Overview
I am actively promoting open source software in the field of machine learning. I have co-organized workshops on machine learning open source software. Furthermore, I was involved in establishing a new track in the Journal of Machine Learning Research focusing on open source software (of which I am now one of the action editors). Recently, I became a Debian Developer and I am now packaging machine learning and other (scientific) software for Debian. Finally, I am the main author of the open source machine learning Shogun toolbox, which includes all of the algorithmic implementations I used and developed in my research.
Machine Learning Open Source Software
Debian
In September 2008, I became an official Debian developer. I would like to take the opportunity to thank my sponsor Torsten Werner for all his work and endless patience that made creating debian packages fun.
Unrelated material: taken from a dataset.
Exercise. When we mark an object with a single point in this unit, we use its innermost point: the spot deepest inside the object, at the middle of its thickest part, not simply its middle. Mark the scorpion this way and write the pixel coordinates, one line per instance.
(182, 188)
We still meet occasionally at C-Base doing package maintenance and discussion open source and debian related issues. Without Ana Beatriz Guerrero López who took the burden of being my Application Manager for almost 10 months I would not have made it into the project - so thanks!
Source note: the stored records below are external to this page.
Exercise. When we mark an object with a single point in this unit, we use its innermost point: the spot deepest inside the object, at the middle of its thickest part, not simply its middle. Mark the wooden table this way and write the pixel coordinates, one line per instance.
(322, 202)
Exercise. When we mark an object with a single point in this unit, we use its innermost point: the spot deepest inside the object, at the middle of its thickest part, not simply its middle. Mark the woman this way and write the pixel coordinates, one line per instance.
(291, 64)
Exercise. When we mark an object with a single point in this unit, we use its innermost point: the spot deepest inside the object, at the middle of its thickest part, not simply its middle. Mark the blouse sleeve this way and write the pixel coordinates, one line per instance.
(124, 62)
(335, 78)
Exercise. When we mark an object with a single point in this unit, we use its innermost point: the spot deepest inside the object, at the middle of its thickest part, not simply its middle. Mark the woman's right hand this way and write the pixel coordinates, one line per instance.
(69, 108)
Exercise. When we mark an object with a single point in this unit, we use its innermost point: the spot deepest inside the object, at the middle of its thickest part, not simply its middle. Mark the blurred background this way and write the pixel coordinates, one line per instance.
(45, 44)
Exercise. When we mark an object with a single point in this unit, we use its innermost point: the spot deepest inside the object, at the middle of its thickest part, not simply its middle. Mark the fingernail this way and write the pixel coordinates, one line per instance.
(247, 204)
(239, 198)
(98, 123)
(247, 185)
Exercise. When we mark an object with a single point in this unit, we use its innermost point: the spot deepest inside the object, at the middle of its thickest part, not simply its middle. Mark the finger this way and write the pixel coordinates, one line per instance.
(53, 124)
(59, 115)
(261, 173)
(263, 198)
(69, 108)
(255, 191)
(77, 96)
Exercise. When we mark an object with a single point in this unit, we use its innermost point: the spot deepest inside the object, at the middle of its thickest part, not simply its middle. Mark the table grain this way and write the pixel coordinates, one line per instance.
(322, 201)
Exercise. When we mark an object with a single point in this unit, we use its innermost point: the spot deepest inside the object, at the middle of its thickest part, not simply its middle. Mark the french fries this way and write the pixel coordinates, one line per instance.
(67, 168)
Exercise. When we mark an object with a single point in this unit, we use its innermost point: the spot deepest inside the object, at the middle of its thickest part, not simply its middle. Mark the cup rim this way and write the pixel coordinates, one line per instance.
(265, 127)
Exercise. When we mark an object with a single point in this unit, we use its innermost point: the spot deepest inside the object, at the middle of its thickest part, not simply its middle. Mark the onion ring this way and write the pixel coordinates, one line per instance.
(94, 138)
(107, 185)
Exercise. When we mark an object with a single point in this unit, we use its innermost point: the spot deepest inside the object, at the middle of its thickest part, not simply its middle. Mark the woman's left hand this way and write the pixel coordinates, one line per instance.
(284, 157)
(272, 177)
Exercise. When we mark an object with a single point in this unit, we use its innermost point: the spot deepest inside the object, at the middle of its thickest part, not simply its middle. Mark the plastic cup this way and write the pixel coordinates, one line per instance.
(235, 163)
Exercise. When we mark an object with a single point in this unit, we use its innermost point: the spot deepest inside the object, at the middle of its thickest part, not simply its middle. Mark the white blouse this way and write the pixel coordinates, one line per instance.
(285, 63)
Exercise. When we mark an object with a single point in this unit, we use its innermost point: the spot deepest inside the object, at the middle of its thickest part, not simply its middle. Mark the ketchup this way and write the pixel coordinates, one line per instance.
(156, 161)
Given my machine learning background I am naturally interested in packaging all kinds of machine learning software for debian. Since machine learning software benefits from other scientific fields like operations research I am additionally packaging such software too. Together with Aramian Wasilek I am packaging the Coin-OR mathematical programming software. The full list of packages I maintain can be seen here.
Machine Learning Data Set Repository
Patrik Hoyer, Cheng Soon Ong, Mikio Braun and me are behind an effort to standardize machine learning data formats and to create a machine learning data set repository called mldata.org in close resemblance to mloss.org. Our aim is to provide a service to the machine learning community that enables reproducible research with as little effort as possible. People will be able to upload and download data sets in various formats including our newly developed hdf5 based standard format. On such data sets they can define learning tasks, group tasks into challenges and submit solutions to particular tasks to get live feedback. We will be publicly announcing this website at NIPS*2010 at the demo session.